# The Definitive FRC Team 937 Guide to PID

{% hint style="danger" %}

## THIS IS A WORK IN PROGRESS. ANYTHING AND EVERYTHING IT CURRENTLY SAYS COULD BE WRONG. WE WILL UPDATE IT AS WE LEARN MORE.

{% endhint %}

We're hoping to learn more about PID over the next year or so. As we do, this guide will grow and mature. For now, here's a bunch of links that help explain How To PID.

PID control is really complicated, but at a basic level it's a form of closed-loop control, so it uses a feedback sensor (for our purposes, almost always an encoder) to quickly and efficiently move to and maintain a set velocity or position, known as the setpoint. It uses a number of gains, namely Proportional gain, Integral gain, Derivative gain, and nowadays usually a feedforward. This is where the name PID comes from - Proportional, Integral, and Derivative.

This explains the basic concept behind a PID controller:

{% embed url="<https://pidexplained.com/pid-controller-explained>" %}

WPILib documentation for PID:

{% hint style="info" %}
In ALMOST ALL CASES, we DO NOT use WPILib classes for PID. Instead, we use the built-in PID support on our motor controllers, since they are generally more advanced, easier to use, and have a much faster referesh rate.

Therefore, this documentation is useful for matters of principle, but most of its code examples aren't super helpful for us.
{% endhint %}

{% embed url="<https://docs.wpilib.org/en/stable/docs/software/advanced-controls/introduction/introduction-to-pid.html>" %}

A little more basic-overview type stuff about PID control on FRC bots:

{% embed url="<https://frc-pdr.readthedocs.io/en/latest/control/pid_control.html>" %}

A Chief Delphi post that discusses velocity tuning with Talon SRXs:

{% embed url="<https://www.chiefdelphi.com/t/talon-srx-pidf-velocity-tuning/402112>" %}

A Chief Delphi post that discusses position tuning with Talon SRXs:

{% embed url="<https://www.chiefdelphi.com/t/talon-srx-position-control/377523>" %}

Information about tuning velocity PID on a SPARK MAX, specifically for a shooter:

{% hint style="info" %}
**Note for 2022 Cow Town**

This will be VERY useful for tuning the flywheel on OwOange Juice
{% endhint %}

{% embed url="<https://www.chiefdelphi.com/t/tune-rev-spark-max-pid-for-shooter/379068>" %}

Information about how to tune a flywheel such that it will change speed based off of the distance from the target reported by the Limelight (our computer vision camera), as opposed to running the flywheel at a set speed and physically moving the bot.

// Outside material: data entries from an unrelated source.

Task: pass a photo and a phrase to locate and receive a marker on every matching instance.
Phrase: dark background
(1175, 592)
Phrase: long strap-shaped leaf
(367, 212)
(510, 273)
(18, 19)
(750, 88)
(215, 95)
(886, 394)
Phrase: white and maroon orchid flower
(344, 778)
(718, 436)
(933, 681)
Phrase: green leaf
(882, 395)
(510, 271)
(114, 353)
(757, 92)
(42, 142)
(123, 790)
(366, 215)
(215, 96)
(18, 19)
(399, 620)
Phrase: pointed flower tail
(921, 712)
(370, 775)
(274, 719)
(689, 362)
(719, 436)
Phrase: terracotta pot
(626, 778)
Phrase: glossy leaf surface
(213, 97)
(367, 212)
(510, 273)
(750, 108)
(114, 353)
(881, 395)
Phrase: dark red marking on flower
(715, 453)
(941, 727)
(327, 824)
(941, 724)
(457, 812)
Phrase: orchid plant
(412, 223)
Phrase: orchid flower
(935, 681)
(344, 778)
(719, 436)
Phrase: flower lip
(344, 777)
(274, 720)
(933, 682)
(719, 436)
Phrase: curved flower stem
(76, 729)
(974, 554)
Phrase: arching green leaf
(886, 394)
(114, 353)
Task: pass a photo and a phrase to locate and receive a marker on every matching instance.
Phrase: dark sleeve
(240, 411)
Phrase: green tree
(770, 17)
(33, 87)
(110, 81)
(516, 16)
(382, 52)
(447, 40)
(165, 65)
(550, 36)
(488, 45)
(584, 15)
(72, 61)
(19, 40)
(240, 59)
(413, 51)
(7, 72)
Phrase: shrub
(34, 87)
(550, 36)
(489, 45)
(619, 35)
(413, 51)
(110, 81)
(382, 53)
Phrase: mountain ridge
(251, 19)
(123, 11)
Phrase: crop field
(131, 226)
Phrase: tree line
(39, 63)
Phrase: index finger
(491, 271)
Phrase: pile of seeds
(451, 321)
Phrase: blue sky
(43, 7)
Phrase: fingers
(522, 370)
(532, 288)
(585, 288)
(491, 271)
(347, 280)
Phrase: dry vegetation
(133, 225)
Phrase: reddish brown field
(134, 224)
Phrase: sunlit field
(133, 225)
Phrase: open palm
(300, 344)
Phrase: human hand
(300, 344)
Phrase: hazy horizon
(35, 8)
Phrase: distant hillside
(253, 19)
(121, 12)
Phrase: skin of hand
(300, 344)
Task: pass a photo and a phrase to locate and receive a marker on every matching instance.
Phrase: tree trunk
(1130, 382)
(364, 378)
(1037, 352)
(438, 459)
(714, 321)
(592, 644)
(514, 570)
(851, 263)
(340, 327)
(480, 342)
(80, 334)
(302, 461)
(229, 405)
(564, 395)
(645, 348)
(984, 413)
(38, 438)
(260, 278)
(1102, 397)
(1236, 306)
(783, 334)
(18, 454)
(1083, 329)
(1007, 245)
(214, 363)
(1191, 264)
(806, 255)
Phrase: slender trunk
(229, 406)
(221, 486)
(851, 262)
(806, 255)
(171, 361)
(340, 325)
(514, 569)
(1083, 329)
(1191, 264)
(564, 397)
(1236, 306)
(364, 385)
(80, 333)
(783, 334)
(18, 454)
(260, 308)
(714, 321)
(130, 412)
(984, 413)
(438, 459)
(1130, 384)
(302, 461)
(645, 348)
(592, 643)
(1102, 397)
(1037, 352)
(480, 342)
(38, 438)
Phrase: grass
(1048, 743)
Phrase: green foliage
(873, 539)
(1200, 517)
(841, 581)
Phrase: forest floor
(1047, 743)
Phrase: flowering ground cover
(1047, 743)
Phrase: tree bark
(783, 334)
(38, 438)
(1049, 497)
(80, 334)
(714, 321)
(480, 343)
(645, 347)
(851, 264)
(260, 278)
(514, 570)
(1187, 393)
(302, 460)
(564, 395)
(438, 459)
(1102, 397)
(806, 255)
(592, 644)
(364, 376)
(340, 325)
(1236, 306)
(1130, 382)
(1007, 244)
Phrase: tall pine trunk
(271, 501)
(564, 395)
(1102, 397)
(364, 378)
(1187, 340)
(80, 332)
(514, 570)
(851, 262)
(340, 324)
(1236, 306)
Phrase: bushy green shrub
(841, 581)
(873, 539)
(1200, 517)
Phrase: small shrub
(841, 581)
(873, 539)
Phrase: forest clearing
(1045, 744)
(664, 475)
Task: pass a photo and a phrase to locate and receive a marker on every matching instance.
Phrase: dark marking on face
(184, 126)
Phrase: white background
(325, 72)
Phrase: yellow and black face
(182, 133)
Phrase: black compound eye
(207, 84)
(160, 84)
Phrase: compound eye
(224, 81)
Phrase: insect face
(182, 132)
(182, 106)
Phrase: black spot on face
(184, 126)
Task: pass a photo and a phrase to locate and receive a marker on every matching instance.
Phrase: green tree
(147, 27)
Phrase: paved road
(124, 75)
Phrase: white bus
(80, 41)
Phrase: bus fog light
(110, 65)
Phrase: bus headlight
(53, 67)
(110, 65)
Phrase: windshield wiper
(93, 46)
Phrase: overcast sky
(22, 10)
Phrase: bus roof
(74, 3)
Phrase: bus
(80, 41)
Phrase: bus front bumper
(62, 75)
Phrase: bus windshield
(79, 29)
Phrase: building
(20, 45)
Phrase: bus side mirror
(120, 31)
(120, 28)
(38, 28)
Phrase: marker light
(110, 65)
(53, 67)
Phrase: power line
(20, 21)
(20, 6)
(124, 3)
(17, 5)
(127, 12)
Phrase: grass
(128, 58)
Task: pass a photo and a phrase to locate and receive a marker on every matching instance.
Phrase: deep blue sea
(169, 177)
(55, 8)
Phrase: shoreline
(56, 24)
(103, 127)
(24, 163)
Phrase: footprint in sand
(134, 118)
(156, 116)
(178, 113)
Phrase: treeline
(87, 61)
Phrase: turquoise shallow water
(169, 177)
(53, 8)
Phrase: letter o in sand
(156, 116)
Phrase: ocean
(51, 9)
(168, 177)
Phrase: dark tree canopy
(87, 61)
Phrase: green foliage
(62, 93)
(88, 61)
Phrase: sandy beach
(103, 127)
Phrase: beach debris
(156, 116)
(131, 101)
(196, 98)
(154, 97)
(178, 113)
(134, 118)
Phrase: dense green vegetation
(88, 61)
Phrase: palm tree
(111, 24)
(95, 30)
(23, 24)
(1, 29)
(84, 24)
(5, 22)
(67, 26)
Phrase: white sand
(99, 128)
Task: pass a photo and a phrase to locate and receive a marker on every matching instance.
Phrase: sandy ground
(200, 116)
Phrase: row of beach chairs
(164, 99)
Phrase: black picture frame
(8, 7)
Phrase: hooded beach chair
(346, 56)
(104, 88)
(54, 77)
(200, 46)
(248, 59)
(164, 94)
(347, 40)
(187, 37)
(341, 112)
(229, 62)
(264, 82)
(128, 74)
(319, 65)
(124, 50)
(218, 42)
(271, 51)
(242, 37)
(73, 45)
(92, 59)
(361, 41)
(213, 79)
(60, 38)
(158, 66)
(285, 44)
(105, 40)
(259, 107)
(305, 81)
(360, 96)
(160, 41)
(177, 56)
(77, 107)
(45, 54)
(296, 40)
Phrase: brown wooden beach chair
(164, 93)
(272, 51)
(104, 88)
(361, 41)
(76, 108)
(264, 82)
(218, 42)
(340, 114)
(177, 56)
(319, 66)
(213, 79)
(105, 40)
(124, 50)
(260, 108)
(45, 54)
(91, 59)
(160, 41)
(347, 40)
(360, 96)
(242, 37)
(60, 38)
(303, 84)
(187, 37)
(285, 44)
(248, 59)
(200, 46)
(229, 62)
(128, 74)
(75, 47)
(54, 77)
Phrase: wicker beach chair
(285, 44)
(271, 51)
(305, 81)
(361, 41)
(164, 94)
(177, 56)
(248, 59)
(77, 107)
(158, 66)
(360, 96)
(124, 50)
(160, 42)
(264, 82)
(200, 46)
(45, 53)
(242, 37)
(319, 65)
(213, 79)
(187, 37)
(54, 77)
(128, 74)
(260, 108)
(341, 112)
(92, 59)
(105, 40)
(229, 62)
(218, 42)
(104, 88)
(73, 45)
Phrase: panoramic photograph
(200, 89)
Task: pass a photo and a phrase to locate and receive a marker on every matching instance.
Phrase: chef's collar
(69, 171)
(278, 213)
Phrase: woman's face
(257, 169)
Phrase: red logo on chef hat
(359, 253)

{% embed url="<https://ranashreyas.medium.com/flywheel-shooter-software-for-frc-b51b951e45c3>" %}

A lovely Github project made by Team 2930 Sonic Squirrels that makes it easy to tune a PID loop for a shooter:

{% hint style="info" %}
Side note: we haven't personally tested this project
{% endhint %}

{% embed url="<https://github.com/FRC-Sonic-Squirrels/Flywheel-Tuner/tree/2022-CTRE>" %}


---

# Agent Instructions: Querying This Documentation

If you need additional information that is not directly available in this page, you can query the documentation dynamically by asking a question.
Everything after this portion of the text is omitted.